Calder Trophy (rookie of the year): Logan Couture, San Jose Sharks
Couture barely qualifies as a rookie. He played 25 games last season – one more, and he would have been ineligible for the trophy this season – plus 15 playoff games. But he qualifies, and he used that experience to get a head start on his Calder competition. He leads rookies in goals with 19, five more than anyone else, and the Sharks have needed the help with their superstars less productive than usual.
But the Carolina Hurricanes' Jeff Skinner leads rookies in points with 32, after an intense off-season training regimen with Gary Roberts prepared him to play with men. And the Edmonton Oilers' Taylor Hall, the No. 1 overall pick in the 2010 entry draft, seems poised for a strong second half. He is currently lurking with 12 goals, tied for third with the New York Rangers' Derek Stepan, and 23 points, tied for fifth with teammate Jordan Eberle.
Jack Adams (coach of the year): Craig Ramsay, Atlanta Thrashers
Guy Boucher is the next hot thing, and deservedly so. The rookie coach is young and innovative, and along with rookie general manager Steve Yzerman, he has turned Tampa Bay into the leader of the Southeast Division.

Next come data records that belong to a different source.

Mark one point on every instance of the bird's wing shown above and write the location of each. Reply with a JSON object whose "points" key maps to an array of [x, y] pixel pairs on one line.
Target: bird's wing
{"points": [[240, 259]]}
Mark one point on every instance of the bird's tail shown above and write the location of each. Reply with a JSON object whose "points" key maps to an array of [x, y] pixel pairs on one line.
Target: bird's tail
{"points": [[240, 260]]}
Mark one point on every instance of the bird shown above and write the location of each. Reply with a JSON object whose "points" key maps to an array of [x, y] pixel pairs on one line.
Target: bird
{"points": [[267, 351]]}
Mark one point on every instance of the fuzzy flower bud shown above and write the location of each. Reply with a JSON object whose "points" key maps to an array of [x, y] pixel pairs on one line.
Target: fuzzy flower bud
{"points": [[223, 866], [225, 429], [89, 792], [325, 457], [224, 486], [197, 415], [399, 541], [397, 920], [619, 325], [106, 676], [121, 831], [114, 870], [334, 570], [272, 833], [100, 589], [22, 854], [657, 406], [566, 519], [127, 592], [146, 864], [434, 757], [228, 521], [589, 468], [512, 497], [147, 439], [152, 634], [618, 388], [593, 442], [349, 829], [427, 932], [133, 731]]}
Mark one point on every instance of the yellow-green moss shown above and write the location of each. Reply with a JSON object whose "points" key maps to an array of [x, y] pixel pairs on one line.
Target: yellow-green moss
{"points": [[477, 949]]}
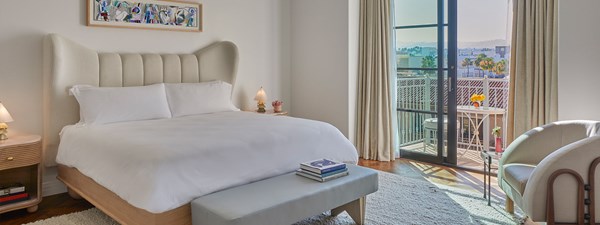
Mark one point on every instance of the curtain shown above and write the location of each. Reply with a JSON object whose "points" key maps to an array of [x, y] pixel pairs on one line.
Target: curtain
{"points": [[374, 130], [533, 93]]}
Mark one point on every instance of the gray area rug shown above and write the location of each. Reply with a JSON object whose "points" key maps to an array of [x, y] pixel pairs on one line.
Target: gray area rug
{"points": [[400, 200]]}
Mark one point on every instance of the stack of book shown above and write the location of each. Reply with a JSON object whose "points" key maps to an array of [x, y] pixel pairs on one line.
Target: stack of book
{"points": [[322, 170], [12, 193]]}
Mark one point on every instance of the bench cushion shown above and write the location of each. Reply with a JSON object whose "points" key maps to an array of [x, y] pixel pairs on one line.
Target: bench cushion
{"points": [[283, 199]]}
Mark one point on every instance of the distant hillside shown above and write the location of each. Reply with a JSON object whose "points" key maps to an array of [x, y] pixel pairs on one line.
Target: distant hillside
{"points": [[480, 44]]}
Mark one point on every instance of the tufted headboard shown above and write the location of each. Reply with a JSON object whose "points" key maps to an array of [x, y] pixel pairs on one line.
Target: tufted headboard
{"points": [[67, 63]]}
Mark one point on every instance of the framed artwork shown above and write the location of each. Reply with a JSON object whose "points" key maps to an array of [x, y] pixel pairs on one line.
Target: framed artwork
{"points": [[145, 14]]}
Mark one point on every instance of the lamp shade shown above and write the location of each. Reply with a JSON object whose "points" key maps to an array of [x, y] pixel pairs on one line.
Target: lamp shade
{"points": [[261, 96], [4, 115]]}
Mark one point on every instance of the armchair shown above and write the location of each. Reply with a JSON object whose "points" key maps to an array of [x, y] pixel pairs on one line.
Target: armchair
{"points": [[545, 171]]}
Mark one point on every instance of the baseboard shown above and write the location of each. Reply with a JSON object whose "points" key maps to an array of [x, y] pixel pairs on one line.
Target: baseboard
{"points": [[50, 184]]}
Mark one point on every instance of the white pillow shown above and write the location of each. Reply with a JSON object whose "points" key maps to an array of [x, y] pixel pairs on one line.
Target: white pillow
{"points": [[102, 105], [199, 98]]}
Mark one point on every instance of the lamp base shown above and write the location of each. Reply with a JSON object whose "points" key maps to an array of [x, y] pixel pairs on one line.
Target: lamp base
{"points": [[261, 108], [3, 131]]}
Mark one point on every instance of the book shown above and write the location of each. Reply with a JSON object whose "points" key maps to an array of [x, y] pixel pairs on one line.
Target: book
{"points": [[323, 175], [321, 179], [11, 189], [12, 198], [322, 166]]}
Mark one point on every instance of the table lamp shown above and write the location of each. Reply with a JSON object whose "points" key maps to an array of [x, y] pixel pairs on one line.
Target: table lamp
{"points": [[4, 118], [261, 97]]}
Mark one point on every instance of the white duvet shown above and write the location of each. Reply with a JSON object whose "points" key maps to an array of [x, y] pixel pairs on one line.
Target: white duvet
{"points": [[159, 165]]}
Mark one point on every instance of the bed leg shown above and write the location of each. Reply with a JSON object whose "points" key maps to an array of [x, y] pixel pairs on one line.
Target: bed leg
{"points": [[73, 194]]}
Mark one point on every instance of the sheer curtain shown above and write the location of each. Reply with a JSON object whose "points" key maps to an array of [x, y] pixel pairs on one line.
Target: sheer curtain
{"points": [[375, 134], [533, 93]]}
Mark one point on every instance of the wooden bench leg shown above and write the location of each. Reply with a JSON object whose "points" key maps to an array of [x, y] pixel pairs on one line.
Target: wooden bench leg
{"points": [[356, 210], [509, 205]]}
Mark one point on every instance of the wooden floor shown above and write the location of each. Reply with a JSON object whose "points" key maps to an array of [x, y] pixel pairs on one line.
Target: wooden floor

But Boucher and Yzerman inherited a team with talents like Stamkos, St. Louis, Vincent Lecavalier and Victor Hedman. What did Ramsay inherit in Atlanta?
It's appropriate that general manager Rick Dudley hired Ramsay, a fellow hockey lifer and former teammate, on June 24, the same day he acquired Byfuglien from the Blackhawks. He thought Ramsay was a superb teacher who could bring out the best in Byfuglien and the Thrashers.
Ramsay has done that and more. While benefiting from great goaltending by Ondrej Pavelec, he has been able to implement his aggressive system more quickly than even Dudley anticipated. The Thrashers are seventh in the East and threatening to make the playoffs for only the second time in their 11-season history.